Founder and CEO Sheldon Brow was driven to produce Pocket Finance after working for years in the financial service industry and witnessing “clients making $500,000 a year who were living paycheque to paycheque” because of poor cash flow management.

What Pocket Finance does is collate data on all the client’s financial products – from mortgage to insurance to car payments to paycheque to investments – and presents them in a single screen. It allows the financial adviser and client to jointly assess the client’s financial situation in its totality and receive alerts when situations change.

“We all have great tools at the macro level but when you leave the macro meetings and send them back out to the real world where they make all these micro decisions.  . . . we see bad cash flow management,” said Brow in an interview. “I’ve seen people not taking advantage of meaningful changes because of the effort required to gather the data – people are overwhelmed and can’t be bothered to bring everything together.”

Here’s the problem that PocketFinance addresses: Almost all of us purchase financial products from different institutions, so we get statements separately or need to log into different websites to see our financial status. And it’s difficult to see our financial situation in its totality.

Pocket Finance is a desktop-based platform for financial advisers, who can suggest their clients use the accompanying mobile app, available on iOS or Android operating systems. Clients can link all their financial service statements into the single solution, so they and their financial advisers receive a clear understanding of their financial standing.

Pocket Finance also alerts both parties if something changes, such as a car loan being paid off. It means financial advisers can contact the client and initiate a discussion about using the extra cash to the best advantage.

“The streamlining of data is huge within itself, and a tool that nudges the adviser to have the conversation and make intelligent decisions makes it even better,” said Brow, who developed the product nights and weekends while working in financial services.

The solution now has encryption standards used by banks to protect clients’ data, and Brow hopes later versions will employ military-grade encryption.

A $25,000 winner at the most recent Volta Cohort pitching event, Brow has also raised $87,000 from family and friends and built up a team that includes three full-time employees. He hopes to close an equity funding round of $350,000 at the end of May.

PocketFinance is now completing an alpha test and will soon do a beta with at least one large financial adviser and maybe others. The beta-test should be wrapped up in May and Brow is planning a full launch in August.

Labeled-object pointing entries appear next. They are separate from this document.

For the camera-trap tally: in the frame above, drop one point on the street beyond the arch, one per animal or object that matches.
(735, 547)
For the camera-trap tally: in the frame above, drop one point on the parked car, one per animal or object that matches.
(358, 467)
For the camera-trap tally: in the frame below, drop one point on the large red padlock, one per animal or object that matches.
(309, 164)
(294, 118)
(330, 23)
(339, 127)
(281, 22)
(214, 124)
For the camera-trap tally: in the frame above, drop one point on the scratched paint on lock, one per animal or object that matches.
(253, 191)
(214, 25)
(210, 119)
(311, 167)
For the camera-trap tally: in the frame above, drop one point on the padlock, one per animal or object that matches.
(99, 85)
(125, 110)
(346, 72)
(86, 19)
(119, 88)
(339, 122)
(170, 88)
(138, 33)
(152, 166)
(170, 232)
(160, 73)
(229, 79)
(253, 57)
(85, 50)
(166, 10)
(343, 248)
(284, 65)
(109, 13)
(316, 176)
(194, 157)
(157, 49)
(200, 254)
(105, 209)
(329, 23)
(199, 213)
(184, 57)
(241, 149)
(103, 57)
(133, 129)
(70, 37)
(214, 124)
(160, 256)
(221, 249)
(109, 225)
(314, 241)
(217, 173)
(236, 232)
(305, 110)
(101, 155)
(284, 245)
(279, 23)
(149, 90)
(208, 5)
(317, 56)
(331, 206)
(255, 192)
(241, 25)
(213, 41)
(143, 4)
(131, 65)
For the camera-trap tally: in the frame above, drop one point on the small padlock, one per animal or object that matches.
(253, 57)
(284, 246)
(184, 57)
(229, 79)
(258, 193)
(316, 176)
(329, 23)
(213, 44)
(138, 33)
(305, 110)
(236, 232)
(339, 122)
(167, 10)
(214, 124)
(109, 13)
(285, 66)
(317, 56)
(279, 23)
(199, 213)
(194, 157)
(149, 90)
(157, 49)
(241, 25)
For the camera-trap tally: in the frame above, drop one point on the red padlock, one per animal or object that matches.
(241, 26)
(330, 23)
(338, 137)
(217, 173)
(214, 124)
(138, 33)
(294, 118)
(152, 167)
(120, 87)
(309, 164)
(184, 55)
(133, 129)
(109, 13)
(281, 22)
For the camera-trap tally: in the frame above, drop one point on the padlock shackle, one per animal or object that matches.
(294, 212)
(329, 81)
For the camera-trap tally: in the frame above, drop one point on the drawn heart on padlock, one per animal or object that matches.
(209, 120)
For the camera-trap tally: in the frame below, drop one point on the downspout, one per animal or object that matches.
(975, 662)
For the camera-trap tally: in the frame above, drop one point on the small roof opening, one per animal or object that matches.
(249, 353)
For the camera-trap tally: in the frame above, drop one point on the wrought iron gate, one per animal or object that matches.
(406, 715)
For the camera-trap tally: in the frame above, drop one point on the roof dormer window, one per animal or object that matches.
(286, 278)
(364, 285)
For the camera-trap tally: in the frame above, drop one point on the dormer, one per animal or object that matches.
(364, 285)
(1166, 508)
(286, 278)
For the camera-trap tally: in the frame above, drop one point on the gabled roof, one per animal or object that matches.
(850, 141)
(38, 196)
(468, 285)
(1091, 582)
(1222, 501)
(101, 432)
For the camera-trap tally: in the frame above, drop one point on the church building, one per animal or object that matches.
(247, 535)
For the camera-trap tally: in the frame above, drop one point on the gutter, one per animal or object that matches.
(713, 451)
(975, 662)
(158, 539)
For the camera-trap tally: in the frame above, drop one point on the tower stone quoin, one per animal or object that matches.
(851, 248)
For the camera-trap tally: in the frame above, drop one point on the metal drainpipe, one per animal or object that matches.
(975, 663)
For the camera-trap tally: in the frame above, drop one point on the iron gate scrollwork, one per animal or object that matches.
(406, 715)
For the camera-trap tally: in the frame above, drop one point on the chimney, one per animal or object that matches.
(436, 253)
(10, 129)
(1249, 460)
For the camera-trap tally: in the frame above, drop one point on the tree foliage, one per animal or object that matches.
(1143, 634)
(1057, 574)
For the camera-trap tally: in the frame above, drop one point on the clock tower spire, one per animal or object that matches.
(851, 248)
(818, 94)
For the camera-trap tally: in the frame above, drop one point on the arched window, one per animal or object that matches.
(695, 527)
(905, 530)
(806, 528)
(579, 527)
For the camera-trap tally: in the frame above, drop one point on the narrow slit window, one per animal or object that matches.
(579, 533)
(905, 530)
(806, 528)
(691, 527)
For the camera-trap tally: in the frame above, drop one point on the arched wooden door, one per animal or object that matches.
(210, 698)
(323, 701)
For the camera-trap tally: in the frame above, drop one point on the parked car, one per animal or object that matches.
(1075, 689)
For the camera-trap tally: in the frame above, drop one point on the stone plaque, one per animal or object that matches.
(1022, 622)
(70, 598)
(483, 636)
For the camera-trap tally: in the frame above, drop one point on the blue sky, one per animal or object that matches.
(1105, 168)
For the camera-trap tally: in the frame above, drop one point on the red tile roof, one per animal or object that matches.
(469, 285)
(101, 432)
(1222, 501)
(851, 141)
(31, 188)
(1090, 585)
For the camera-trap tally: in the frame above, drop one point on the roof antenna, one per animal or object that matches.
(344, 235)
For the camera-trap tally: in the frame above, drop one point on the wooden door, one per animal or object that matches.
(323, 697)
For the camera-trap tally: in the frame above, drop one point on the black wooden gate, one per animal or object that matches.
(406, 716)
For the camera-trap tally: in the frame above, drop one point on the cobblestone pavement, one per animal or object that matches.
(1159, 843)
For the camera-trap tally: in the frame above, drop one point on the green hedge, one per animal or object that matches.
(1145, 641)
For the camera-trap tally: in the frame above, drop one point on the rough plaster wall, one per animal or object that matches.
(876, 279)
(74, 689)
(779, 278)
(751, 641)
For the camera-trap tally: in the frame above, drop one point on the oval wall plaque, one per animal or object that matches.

Brow says his primary target market is the 290,000 financial advisers working at 665 brokerages in Canada and the U.S., who would serve as the prime distribution channel. He also believes there is a market in the 82 million millennials living in those countries.

The team has its sights set on greater functionality in later versions, so Pocket Finance can tell users how big a mortgage they can afford and suggest houses in their market that are in their price range. Brow also wants the app to help improve users’ financial literacy, and provide a data base of recommended financial advisers.

Adding that it should all be simple and intuitive, Brow said: “We’re living in an era where we can colonize Mars and clone sheep and we expect to be able to push a button and get things done.”